Search is one of the products most impacted by AI, and Google’s AI overview now reaches 1 billion people, enabling them to ask entirely new questions, quickly becoming one of Google’s most popular search features. As the next step, Google will bring Gemini 2.0’s advanced reasoning capabilities to AI Overview to solve more complex topics and multi-step problems, including advanced mathematical equations, multi-modal querying and encoding. Limited testing began this week, with a wider rollout planned early next year. Google will also continue to bring AI Overview to more countries and languages over the next year.

Google also demonstrated its cutting-edge results in agent research through Gemini 2.0’s native multi-modal capabilities. Gemini 2.0 Flash improves upon 1.5 Flash, the most popular model among developers to date, with similarly fast response times. Notably, the 2.0 Flash even outperformed the 1.5 Pro in key benchmarks by being twice as fast. Flash 2.0 also brings new capabilities. In addition to supporting multi-modal input such as images, video and audio, Flash 2.0 now also supports multi-modal output such as natively generated images mixed with text and controllable multi-language text-to-speech (TTS) audio. It can also natively call tools such as Google search, code execution, and third-party user-defined functions.

微信截图_20241212080808.png

Gemini 2.0 Flash is now available to developers as an experimental model, with multimodal input and text output available to all developers via Google AI Studio and Vertex AI’s Gemini API, while text-to-speech and native image generation are available for early access Partners. General availability will follow in January, along with additional model sizes.

To help developers build dynamic and interactive applications, Google also released a new multi-modal real-time API with real-time audio and video streaming input capabilities and the ability to use multiple combination tools.

Starting today, Gemini users around the world can access a chat-optimized version of the 2.0 Flash experiment by selecting it in the model drop-down menu on desktop and mobile web, and it will soon be available in the Gemini mobile app. Early next year, Google will expand Gemini 2.0 to more Google products.

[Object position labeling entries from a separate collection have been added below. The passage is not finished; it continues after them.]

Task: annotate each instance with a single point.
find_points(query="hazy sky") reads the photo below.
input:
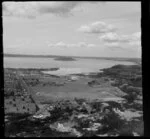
(110, 29)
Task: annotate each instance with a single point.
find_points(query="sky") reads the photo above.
(72, 28)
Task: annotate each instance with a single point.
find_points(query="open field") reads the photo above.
(74, 105)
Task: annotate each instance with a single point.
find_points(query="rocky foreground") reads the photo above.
(80, 117)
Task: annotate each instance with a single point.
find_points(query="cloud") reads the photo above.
(116, 39)
(97, 28)
(34, 9)
(66, 45)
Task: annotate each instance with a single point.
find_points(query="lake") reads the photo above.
(82, 65)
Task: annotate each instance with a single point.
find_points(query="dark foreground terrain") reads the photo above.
(99, 104)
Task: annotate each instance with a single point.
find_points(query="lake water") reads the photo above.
(66, 67)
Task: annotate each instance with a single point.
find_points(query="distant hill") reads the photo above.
(135, 60)
(65, 59)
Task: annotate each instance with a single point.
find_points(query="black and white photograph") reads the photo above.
(72, 68)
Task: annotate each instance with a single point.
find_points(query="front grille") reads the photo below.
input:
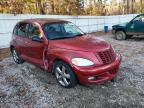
(107, 56)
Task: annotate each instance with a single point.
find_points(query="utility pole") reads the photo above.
(127, 6)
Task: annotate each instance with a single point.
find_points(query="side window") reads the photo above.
(53, 28)
(22, 29)
(15, 31)
(33, 31)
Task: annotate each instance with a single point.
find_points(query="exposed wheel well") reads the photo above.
(11, 47)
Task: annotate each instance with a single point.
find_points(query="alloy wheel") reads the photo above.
(62, 75)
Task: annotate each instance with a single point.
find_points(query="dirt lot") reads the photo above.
(27, 86)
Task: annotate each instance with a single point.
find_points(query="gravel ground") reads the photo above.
(26, 86)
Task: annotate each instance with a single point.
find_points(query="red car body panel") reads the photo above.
(87, 46)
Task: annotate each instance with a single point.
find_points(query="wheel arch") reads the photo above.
(120, 29)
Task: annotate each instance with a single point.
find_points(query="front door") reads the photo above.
(35, 50)
(136, 26)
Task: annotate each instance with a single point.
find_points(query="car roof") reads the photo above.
(43, 20)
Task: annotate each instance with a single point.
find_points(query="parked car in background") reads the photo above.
(60, 47)
(127, 30)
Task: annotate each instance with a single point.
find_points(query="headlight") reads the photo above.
(82, 62)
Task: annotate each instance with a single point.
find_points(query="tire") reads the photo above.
(129, 36)
(16, 57)
(120, 35)
(64, 74)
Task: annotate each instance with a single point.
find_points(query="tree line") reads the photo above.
(72, 7)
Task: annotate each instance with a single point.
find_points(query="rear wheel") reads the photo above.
(64, 74)
(129, 36)
(120, 35)
(16, 57)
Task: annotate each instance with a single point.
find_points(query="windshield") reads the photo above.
(61, 30)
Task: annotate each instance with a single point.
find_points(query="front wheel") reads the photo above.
(16, 57)
(120, 35)
(64, 75)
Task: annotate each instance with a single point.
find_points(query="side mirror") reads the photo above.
(37, 39)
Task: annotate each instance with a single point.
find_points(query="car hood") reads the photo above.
(120, 25)
(81, 43)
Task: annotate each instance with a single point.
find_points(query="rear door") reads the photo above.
(20, 33)
(35, 49)
(136, 26)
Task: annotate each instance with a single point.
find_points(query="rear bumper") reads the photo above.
(99, 74)
(113, 31)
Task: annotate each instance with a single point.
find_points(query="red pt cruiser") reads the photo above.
(60, 47)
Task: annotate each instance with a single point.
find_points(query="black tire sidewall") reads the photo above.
(122, 33)
(20, 61)
(73, 79)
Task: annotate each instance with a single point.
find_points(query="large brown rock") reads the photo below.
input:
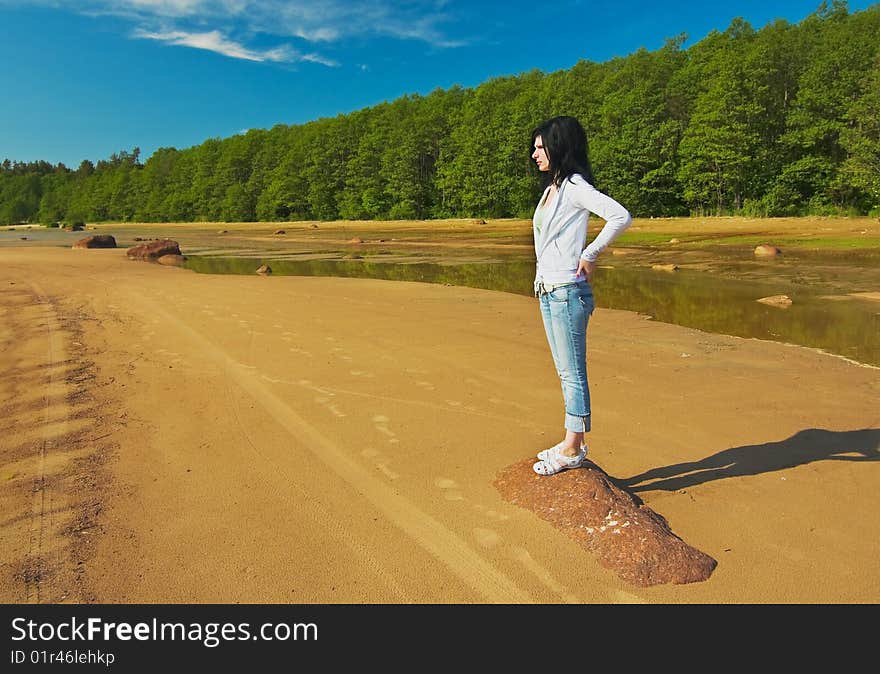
(96, 241)
(622, 532)
(171, 260)
(766, 250)
(153, 250)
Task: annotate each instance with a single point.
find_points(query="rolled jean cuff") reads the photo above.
(577, 424)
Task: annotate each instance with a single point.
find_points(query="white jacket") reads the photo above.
(560, 240)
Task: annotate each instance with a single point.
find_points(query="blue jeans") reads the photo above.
(566, 311)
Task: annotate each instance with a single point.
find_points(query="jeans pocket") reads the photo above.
(586, 300)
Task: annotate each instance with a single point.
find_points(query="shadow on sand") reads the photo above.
(812, 444)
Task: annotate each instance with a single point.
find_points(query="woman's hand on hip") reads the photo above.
(585, 267)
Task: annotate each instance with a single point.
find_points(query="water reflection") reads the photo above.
(848, 327)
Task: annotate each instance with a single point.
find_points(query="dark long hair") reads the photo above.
(565, 143)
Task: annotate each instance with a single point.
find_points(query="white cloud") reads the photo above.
(317, 21)
(214, 41)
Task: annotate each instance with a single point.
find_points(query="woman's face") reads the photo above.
(540, 155)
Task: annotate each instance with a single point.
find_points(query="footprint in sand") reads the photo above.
(327, 402)
(486, 537)
(380, 461)
(489, 538)
(525, 558)
(381, 424)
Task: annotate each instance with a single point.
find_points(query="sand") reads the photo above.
(171, 437)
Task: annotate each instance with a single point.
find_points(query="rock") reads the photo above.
(765, 250)
(622, 532)
(171, 260)
(153, 250)
(96, 241)
(783, 301)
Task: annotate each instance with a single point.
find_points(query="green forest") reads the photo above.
(781, 121)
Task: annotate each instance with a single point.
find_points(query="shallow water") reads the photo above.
(839, 324)
(713, 290)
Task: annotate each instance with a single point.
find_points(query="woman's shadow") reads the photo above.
(812, 444)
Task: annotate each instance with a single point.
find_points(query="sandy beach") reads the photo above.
(172, 437)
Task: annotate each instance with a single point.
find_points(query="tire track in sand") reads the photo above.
(430, 534)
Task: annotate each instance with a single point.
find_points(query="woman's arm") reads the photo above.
(616, 217)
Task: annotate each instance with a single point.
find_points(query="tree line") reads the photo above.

All in all, the release of Gemini 2.0 represents another step taken by Google in the field of AI. Its powerful multi-modal capabilities and tool integration will bring a richer experience to developers and users, and promote the application of AI technology in more fields. development and application. In the future, Gemini 2.0 will be further integrated into Google's product ecosystem to bring more intelligent and convenient services to users.